What complicates all this still further is that our narrator is completely unreliable. Suffering from neurotic hallucinations – and who knows what else – the prose lapses from reality to hallucination to dream and back again, with little-to-no differentiation. At first, I could keep track of which parts were ‘real’ and which not (or at least, I think I could), but as the book continues the boundaries become increasingly blurred, and by the end I wasn’t even trying to work it out. Not that this meant I was fed up – on the contrary, I’d given myself over to the hallucinatory experience of Ice, and felt that it would be counter-productive to try rationalizing its events too much. I was confused, yes, but not to the point of annoyance (though I can see why the novel might be too oblique for some people’s tastes).

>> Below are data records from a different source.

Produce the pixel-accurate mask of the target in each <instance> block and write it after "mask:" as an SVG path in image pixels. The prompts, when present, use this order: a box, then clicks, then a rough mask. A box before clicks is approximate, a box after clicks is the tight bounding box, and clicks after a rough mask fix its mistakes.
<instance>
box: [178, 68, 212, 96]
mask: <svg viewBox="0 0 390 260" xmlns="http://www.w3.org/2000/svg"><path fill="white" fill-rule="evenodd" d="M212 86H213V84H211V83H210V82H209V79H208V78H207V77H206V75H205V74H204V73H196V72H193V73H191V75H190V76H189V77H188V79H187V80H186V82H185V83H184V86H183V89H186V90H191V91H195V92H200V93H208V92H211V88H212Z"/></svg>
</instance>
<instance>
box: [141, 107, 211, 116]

A Note on Ice’s Confusing Nature: having just searched for the ISBN on Amazon (the copy I read being too old to have its ISBN printed in it, if it has one at all) I found an interesting customer review (see here – the review dated 14 April 2009) that has gone some way to clear the fog from my eyes. For a start, it warns the reader new to Kavan not to begin with Ice (oops) and goes on to outline her disturbed mental life, her heroin addiction, and her torturous emotional pain. The reviewer refers to Ice as ‘another piece in [Kavan’s] emotional jigsaw’. I can see how this must be true, and it’s made me keen to read her earlier works, and build a deeper understanding of where Ice fits into her oeuvre. However, I don’t think that Ice is unreadable to the first-time initiate of Kavan. You have to have some patience, and whilst I’ll freely admit that I found the novel extremely disorientating, I did get something out of it, and the metaphorical resonances do form their own kind of hallucinatory logic. Besides, it isn’t long (about 150 pages), so, you know, deal. (Heh.)

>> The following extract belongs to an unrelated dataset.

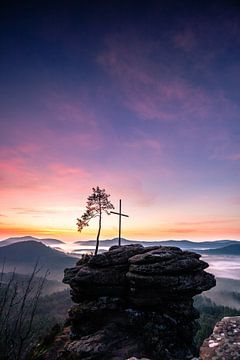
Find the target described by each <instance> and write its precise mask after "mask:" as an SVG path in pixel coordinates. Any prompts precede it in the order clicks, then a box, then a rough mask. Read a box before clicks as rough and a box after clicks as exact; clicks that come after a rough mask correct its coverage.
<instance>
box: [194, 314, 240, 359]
mask: <svg viewBox="0 0 240 360" xmlns="http://www.w3.org/2000/svg"><path fill="white" fill-rule="evenodd" d="M212 359H214V360H223V359H225V360H239V359H240V316H235V317H225V318H223V319H222V320H221V321H219V322H218V323H217V324H216V325H215V327H214V329H213V333H212V334H211V335H210V337H209V338H208V339H206V340H204V343H203V345H202V347H201V349H200V360H212Z"/></svg>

Ice, in my opinion, is really an exploration of the disturbed mind of the protagonist. His obsessive search for the frail, silver-haired girl is the book’s driving force. The apocalyptic happenings occurring all around seem to form an extension of his troubled psyche, the encroaching ice-walls a destructive force that he seems both to embody and to battle. This, in fact, is a major point: the narrator’s relationship with the girl is revealed to be more than the romantic attachment it first seems. Gradually, we realise that his attitude towards her is not one of tender affection, but of a more disturbing and sadistic masculine possessiveness. This emerges particularly through the narrator’s interactions with a character called The Warden. The Warden is ostensibly the narrator’s rival, snatching the girl out of his grasp, but Kavan gives many hints that the two are linked. Are they really opponents? As the girl is manhandled by first one then the other, we find they are disconcertingly similar… And as the icy gaze of The Warden’s eyes reflects the mercilessness of the approaching ice, so the narrator’s relentless pursuit of the girl seems to have a similar cold aggression…

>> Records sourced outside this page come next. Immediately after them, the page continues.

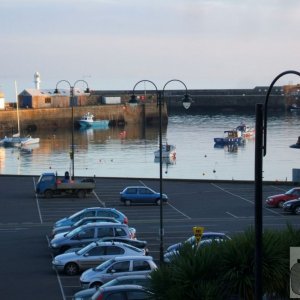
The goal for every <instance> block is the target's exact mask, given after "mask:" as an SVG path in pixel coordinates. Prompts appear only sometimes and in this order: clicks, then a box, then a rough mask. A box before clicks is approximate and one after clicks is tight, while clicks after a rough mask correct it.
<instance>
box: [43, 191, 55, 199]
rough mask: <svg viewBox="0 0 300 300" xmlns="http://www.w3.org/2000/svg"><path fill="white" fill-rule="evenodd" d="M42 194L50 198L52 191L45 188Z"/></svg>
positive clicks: (46, 197)
mask: <svg viewBox="0 0 300 300" xmlns="http://www.w3.org/2000/svg"><path fill="white" fill-rule="evenodd" d="M44 195H45V198H48V199H50V198H52V196H53V192H52V191H51V190H47V191H45V193H44Z"/></svg>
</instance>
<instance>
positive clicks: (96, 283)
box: [90, 281, 103, 288]
mask: <svg viewBox="0 0 300 300" xmlns="http://www.w3.org/2000/svg"><path fill="white" fill-rule="evenodd" d="M102 284H103V283H102V282H100V281H95V282H93V283H92V284H91V286H90V288H98V287H100V286H101V285H102Z"/></svg>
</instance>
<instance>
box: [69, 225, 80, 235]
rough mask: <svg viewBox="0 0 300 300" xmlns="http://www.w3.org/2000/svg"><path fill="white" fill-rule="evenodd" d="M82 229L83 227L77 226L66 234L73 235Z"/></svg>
mask: <svg viewBox="0 0 300 300" xmlns="http://www.w3.org/2000/svg"><path fill="white" fill-rule="evenodd" d="M80 231H81V227H77V228H75V229H73V230H71V231H70V232H68V233H67V234H66V237H72V236H74V235H76V234H77V233H79V232H80Z"/></svg>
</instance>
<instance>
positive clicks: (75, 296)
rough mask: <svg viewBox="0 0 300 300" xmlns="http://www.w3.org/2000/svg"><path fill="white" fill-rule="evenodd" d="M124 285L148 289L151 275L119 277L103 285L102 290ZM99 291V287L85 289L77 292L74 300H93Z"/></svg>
mask: <svg viewBox="0 0 300 300" xmlns="http://www.w3.org/2000/svg"><path fill="white" fill-rule="evenodd" d="M124 284H136V285H140V286H143V287H145V288H148V287H149V285H150V277H149V275H126V276H119V277H117V278H115V279H113V280H111V281H108V282H107V283H105V284H103V285H102V286H101V288H104V287H107V286H116V285H124ZM98 290H99V287H95V288H90V289H84V290H81V291H79V292H77V293H76V294H75V295H74V296H73V300H88V299H91V298H92V296H93V295H94V294H95V293H96V292H97V291H98Z"/></svg>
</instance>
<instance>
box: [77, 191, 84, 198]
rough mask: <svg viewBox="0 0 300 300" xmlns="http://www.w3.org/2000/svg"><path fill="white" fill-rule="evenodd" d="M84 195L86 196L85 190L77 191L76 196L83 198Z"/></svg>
mask: <svg viewBox="0 0 300 300" xmlns="http://www.w3.org/2000/svg"><path fill="white" fill-rule="evenodd" d="M85 196H86V192H85V191H84V190H79V191H78V192H77V197H78V198H85Z"/></svg>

I saw a mention of sexism on Amazon’s reader comments (something along the lines of ‘If this was written by a man, it would be really sexist’). Um. Surely authors are allowed to write about sexism? Yes, even in the first person. Clearly character and author are not the same, and they wouldn’t be even if the author were male. Ice does indeed investigate a misogynistic outlook, with disturbing hints at sadism, but that’s, you know, what it’s doing. You don’t have to prescribe to the narrator’s attitude to find the book interesting. So that’s my stance on that issue.

Ice is not a straightforward book, and not one you’d pick up for a spot of light reading. Its somewhat deadpan tone, intermingled with bursts of vivid, dreamlike sequences, leads to a discomforting rather than enjoyable reading experience. But the novel is certainly intriguing, if you dare to venture in. I’m trying to think of something to compare it to, but it’s difficult – the closest I can think of at the moment are J. G. Ballard’s short stories (the more trippy of them). Thinking about it, I definitely prefer Ballard, but might be a worthwhile sidetrack if you’re also a Ballard fan.

In a nutshell: Simultaneously hypnotic and perturbing, prepare to be put on edge by Anna Kavan’s Ice.